Google has reportedly chosen Samsung over Qualcomm to build the 5G modem for the Pixel 6 and Pixel 6 Pro. The story broke early on Wednesday via Stephen Nellis and Paresh Dave of Reuters, who cited “sources familiar with the matter.”
This is good news for Samsung, but bad news for Qualcomm, which created both the processors and modems that were used in earlier models of the Pixel smartphone. While Qualcomm will continue to supply chips for the Pixel 5a, Google’s next-generation smartphones will instead run off Google’s Tensor chipset, which is built in-house, and Samsung’s 5G modem.
This is good news for Samsung, but bad news for Qualcomm.
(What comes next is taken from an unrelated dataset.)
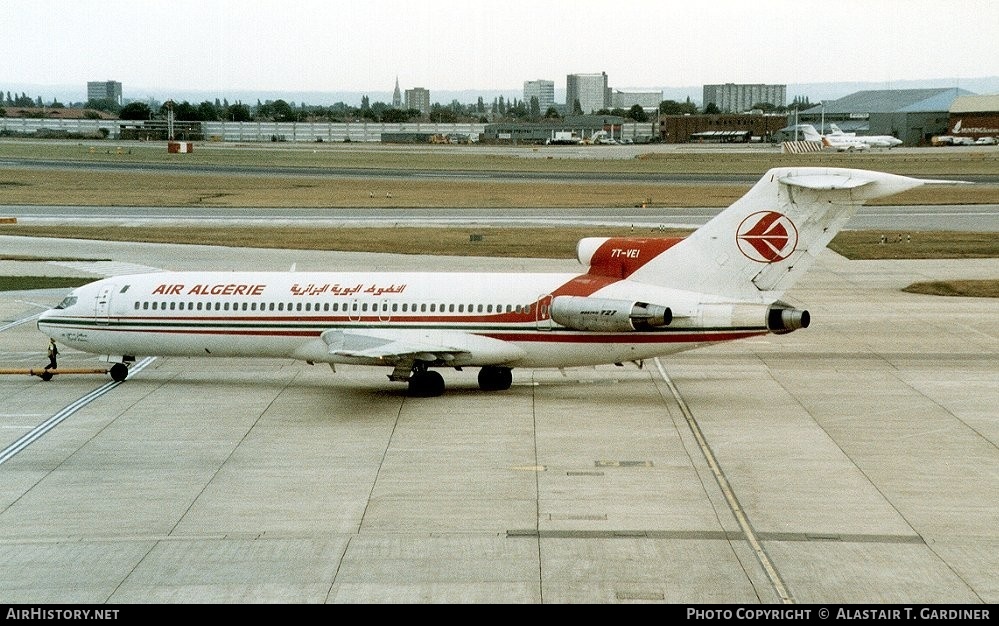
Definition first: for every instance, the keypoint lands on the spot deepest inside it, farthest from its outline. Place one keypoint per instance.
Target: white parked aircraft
(638, 298)
(839, 142)
(876, 141)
In general, this is interesting news for people who own stock in Google, Samsung, and/or Qualcomm, or who routinely repair, dismantle, or sell high-end smartphones. For everyone else, this is trivia at best. It does say a lot about the relative chaos of the modern chip industry, however, as Qualcomm loses ground and Samsung gains it. Qualcomm previously held an unofficial U.S. monopoly on chip manufacture for smartphones, which the Reuters piece attributes to its technology lead.
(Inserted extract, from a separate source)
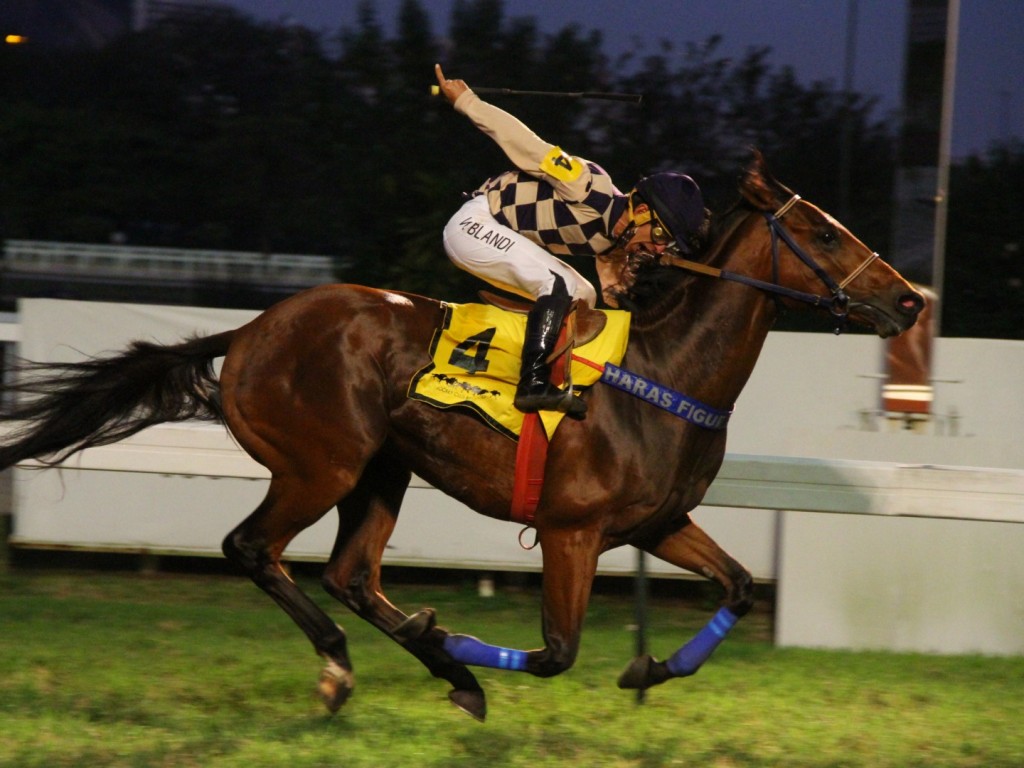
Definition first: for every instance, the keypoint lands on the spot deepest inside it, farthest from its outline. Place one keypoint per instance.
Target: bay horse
(314, 389)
If you’ve ever purchased a smartphone anywhere in the United States, it almost certainly had Qualcomm chips in it. This even applies to Samsung itself, at least in North America; in Asia and Europe, Samsung-brand phones like the Galaxy use Samsung’s own Exynos modem. The inclusion of Samsung’s 5G modems in the Pixel 6 and Pixel 6 Pro is the first time that Samsung has ever sold this particular chip to another company.
Part of the game of musical chairs being played here is an issue of exclusivity. There are exactly three companies in the world that can currently make 5G wireless modems at all: Qualcomm, Samsung, and MediaTek. Of the three, Qualcomm has historically been the leader in the field, due to its greater experience working with millimeter-wave 5G networking. While Qualcomm may not have entirely lost that edge, Google’s movement away from it — and reports that both Samsung and Google can make chips that handle millimeter wave as well as Qualcomm’s — suggests that Qualcomm’s lead may have been diminished.
The “why” of this move is an open question. There’s still an international chip shortage, which has caused many companies like Apple to begin seriously pursuing in-house design and manufacturing. Samsung itself filed documents in February to build a semiconductor factory near Austin, Texas, at an estimated cost of over $17 billion.
Qualcomm has historically been the leader in the field.
It may simply be that the chip shortage has effectively created a weak spot for Qualcomm, which is now being filled by the companies that previously depended on it. Its previous edge, that it had invested so heavily in research and development that it was easier for other companies in the space to buy chips from it than develop their own, got eroded by its inability to meet demand.
That isn’t to say that Qualcomm is necessarily in trouble — it’s been successfully pursuing a diversification strategy in 2021, with expanding automotive and Internet of Things divisions — but it’s now got some competition in the 5G modem space it didn’t have before.